Will these new courses suddenly transform ethics in business, science, and engineering? I’m afraid not. Waiting until someone is college age to start teaching them ethics puts way too much of a burden on the course instructors. If we want to ingrain the societal expectation of ethical behavior, the foundations of ethics are something that a person internalizes and commits to over many years. I don’t believe one or two courses is enough.
Is the Scout Law just some random words aimed at creating a false ideal – or is is there some basis to why these specific 12 words? The law came from the Bushido code of the Japanese Samurai, laws of honor of the American Indians, the code of chivalry of European knights, and from the Zulu fighters that the founder of Boy Scouts, Lord Baden-Powell, had fought against.
What does this talk of ethics have to do with innovation and creativity?
With the possibility that artificial intelligence (AI) and other technologies being used unethically, we are being asked to confront the ethics of what we invent. Is an innovation ethical or unethical? It could be argued that any innovation could be created with the best of intentions but applied and used unethically.
Chlorine is used in many industrial and household items that are beneficial yet in WWI it was used as a chemical weapon. Is chlorine ethical or unethical?
It’s not the innovation but how we use the innovation that defines its ethics.
What standard should we use as a global society to define ethics? We sometimes just need to recommit and remind ourselves of what it means to be a positive ethical contributor to society, to be someone who others see as setting a standard rather than blindly following others. To be someone our kids and grandkids look up to.
Why not the Scout Law or something close to it?
I’m fully committed to the Scout Law given my years in Scouting. Like all previous Eagle Scouts, I recited the Scout Law during my Court of Honor as an 18-year-old and committed to following it.
Here is a modified version of the Scout Law for all of us …
I commit to being Trustworthy, Loyal, Helpful, Friendly, Courteous, Kind, Obedient, Cheerful, Thrifty, Brave, Clean, and Reverent.
Am I perfect? No!
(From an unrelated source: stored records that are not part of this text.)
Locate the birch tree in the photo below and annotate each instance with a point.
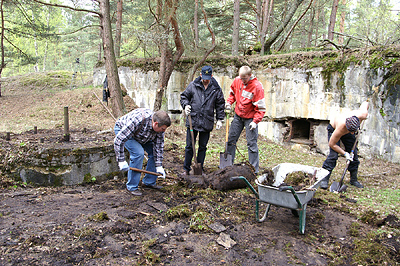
(236, 24)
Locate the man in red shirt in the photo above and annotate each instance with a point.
(248, 93)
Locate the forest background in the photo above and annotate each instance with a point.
(75, 35)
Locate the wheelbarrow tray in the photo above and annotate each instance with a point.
(286, 196)
(273, 195)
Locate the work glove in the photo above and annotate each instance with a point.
(252, 125)
(160, 170)
(348, 156)
(218, 125)
(228, 107)
(123, 166)
(188, 108)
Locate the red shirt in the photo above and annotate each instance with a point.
(250, 102)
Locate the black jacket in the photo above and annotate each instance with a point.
(203, 103)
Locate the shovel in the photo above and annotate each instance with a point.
(225, 159)
(151, 173)
(196, 166)
(338, 186)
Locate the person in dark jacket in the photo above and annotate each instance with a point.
(201, 100)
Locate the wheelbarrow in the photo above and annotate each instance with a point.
(286, 196)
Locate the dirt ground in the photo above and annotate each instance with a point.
(102, 224)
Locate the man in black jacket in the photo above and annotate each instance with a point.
(199, 100)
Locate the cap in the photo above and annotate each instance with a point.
(206, 72)
(352, 123)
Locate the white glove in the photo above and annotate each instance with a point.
(218, 125)
(228, 107)
(123, 166)
(160, 170)
(188, 108)
(252, 125)
(349, 156)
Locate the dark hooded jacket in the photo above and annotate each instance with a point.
(203, 103)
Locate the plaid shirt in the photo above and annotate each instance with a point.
(138, 125)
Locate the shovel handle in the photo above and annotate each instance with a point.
(227, 128)
(193, 142)
(149, 172)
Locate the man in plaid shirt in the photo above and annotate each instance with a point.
(138, 131)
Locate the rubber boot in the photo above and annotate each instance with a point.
(353, 180)
(325, 181)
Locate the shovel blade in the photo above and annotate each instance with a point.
(336, 187)
(197, 169)
(225, 159)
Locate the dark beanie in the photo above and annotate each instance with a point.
(352, 123)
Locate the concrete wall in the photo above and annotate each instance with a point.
(297, 93)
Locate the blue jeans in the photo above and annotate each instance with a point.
(235, 130)
(136, 155)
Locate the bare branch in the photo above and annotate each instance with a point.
(68, 7)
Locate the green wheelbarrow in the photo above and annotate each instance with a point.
(286, 196)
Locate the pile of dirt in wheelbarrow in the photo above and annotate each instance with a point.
(297, 179)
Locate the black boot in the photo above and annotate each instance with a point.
(353, 179)
(325, 181)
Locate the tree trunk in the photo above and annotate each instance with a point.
(317, 20)
(332, 20)
(118, 27)
(311, 26)
(36, 67)
(117, 102)
(267, 9)
(196, 24)
(259, 16)
(342, 20)
(203, 59)
(271, 40)
(168, 57)
(294, 25)
(46, 46)
(236, 24)
(2, 42)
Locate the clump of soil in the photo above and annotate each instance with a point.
(269, 177)
(298, 180)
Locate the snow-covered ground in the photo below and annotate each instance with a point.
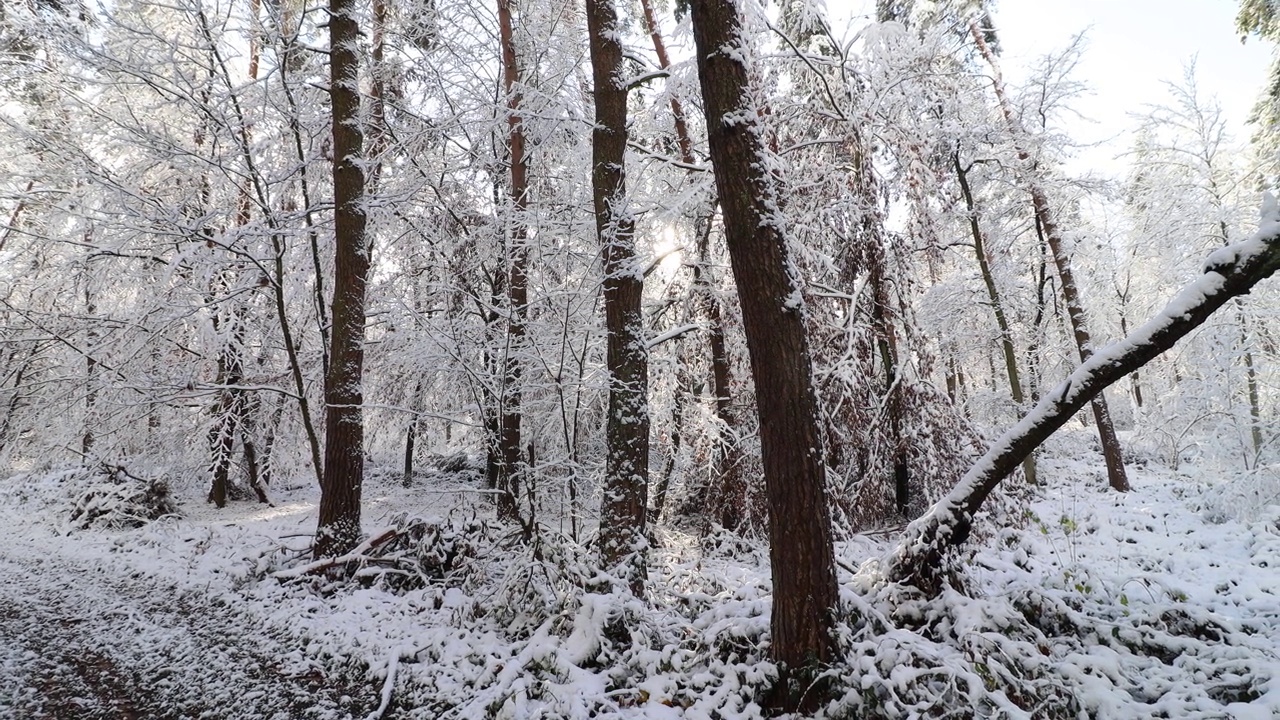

If each of us held each other accountable in a loyal, helpful, friendly, courteous and kind way, society would be a better place.
To understand what I mean by each word in the Scout Law, I will be including an expanded definition in my blog post for this episode.
What standard of ethics have you defined for yourself and your team?
Does your team know the ethics you expect from them?
Do you hold everyone, yourself included, in your organization to that standard?
As the saying goes,
You get the team you deserve based on the worst actions you permit to happen.
Let’s set the standard for ethics in innovation.
I’m Phil McKinney and thanks for listening.